11) Clause 152(6) provides that not less than two-thirds of the total number of directors of a public company shall be liable to retire by
rotation and be appointed by the company in general meeting. The independent directors are being excluded from the "total number of directors" for computing the proportion, nonetheless they are appointed under this Act or any other law;

12) As per newly inserted clause 245(2), where members or depositors seek any other suitable action from or against an audit firm, the liability shall be of the firm as well as of each partner who was involved in making any improper or misleading statement of particulars in the audit report or who acted in a fraudulent, unlawful or wrongful manner;

13) Provisions relating to voluntary rotation of auditing partner (in case of audit firm) modified to provide that members may rotate the partner at such interval as may be resolved by members instead of every year.

Tribunal applied ‘force of attraction rule’ to tax income indirectly connected to PE in India

The basic philosophy underlying the ‘force of attraction’ rule is that when an enterprise sets up a PE in another country, it brings itself within the jurisdiction of that another country to such a degree that such another country can properly tax all profits that the enterprise derives from such country- whether the transactions are routed and performed through the PE or not

In the instant case, the moot question that arose for consideration before the Tribunal was “Whether services rendered by PE in India to Indian project could only be made taxable and similar services rendered by general enterprise of such PE outside India will not be taxable as the same doesn’t amount to income indirectly attributable to PE in India”

The Tribunal held in favour of revenue as under:

1) It held that not only the profits directly attributable to the work performed by the PE but the entire profits whether “directly” or “indirectly” attributable to the PE could be made taxable;

2) The connotations of “profits indirectly attributable to permanent establishment” do indeed extend to incorporation of the ‘force of attraction’ rule embedded in Article 7(1);

3) In addition to taxability of income in respect of services rendered by the PE in India, any income in respect of the services rendered to an Indian project, which is similar to the services rendered by the PE, should also to be taxed in India in the hands of the assessee irrespective of the fact whether such services are rendered through the PE, or directly by the general enterprise;

4) This indirect attribution, in view of the specific provisions of India UK tax treaty, was enough to bring the income from such services within ambit of taxability in India.
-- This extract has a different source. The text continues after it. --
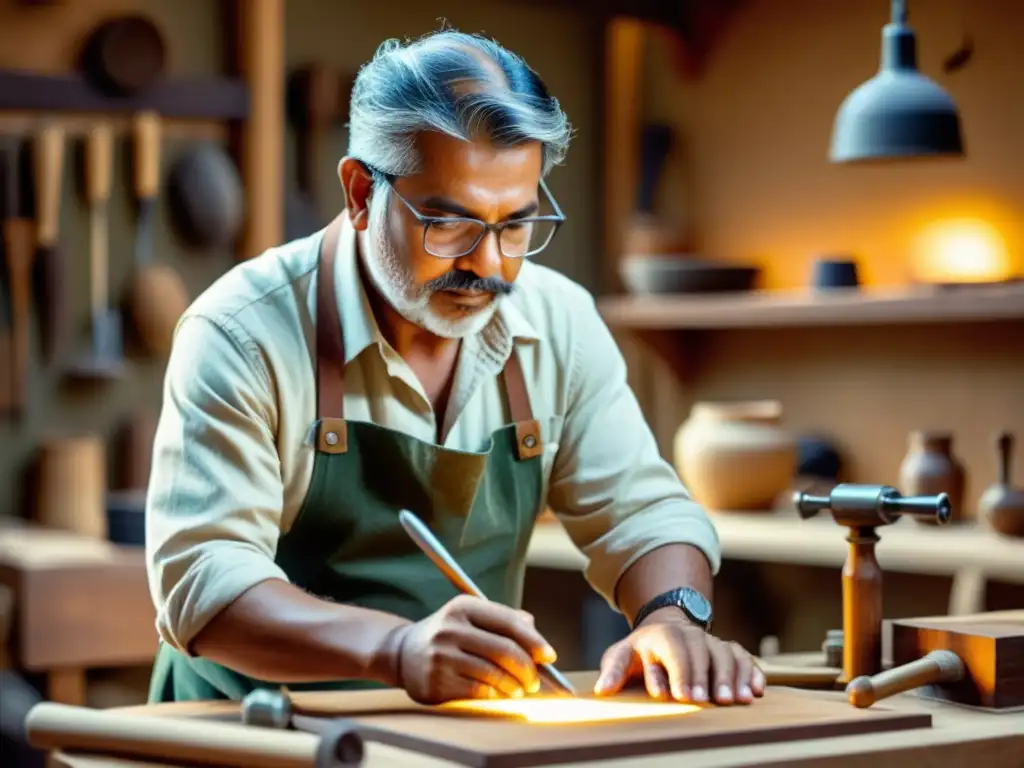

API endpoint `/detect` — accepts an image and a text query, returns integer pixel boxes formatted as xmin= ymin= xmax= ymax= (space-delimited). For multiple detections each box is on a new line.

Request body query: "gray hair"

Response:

The twin conditions to be satisfied for taxability of related profits are: (i) the services should be similar or relatable to the services rendered by the PE in India; and (ii) the services should be ‘directly or indirectly attributable to the Indian PE’, i.e., rendered to a project or client in India. In effect, thus, entire profits relating to services rendered by the assessee, whether rendered in India or outside India, in respect of Indian projects are taxable in India;

5) The Tribunal has taken a considered view on interpretation of the aforesaid article that the entire profit relating to services rendered by the assessee whether rendered in India or outside India, in respect of Indian Project are taxable in India and it was not permissible to review the decision of the Tribunal in the guise of rectification under section 254(2) - Linklaters & Paines v. ITO, International Taxation [2012] 28 250 (Mumbai - Trib.)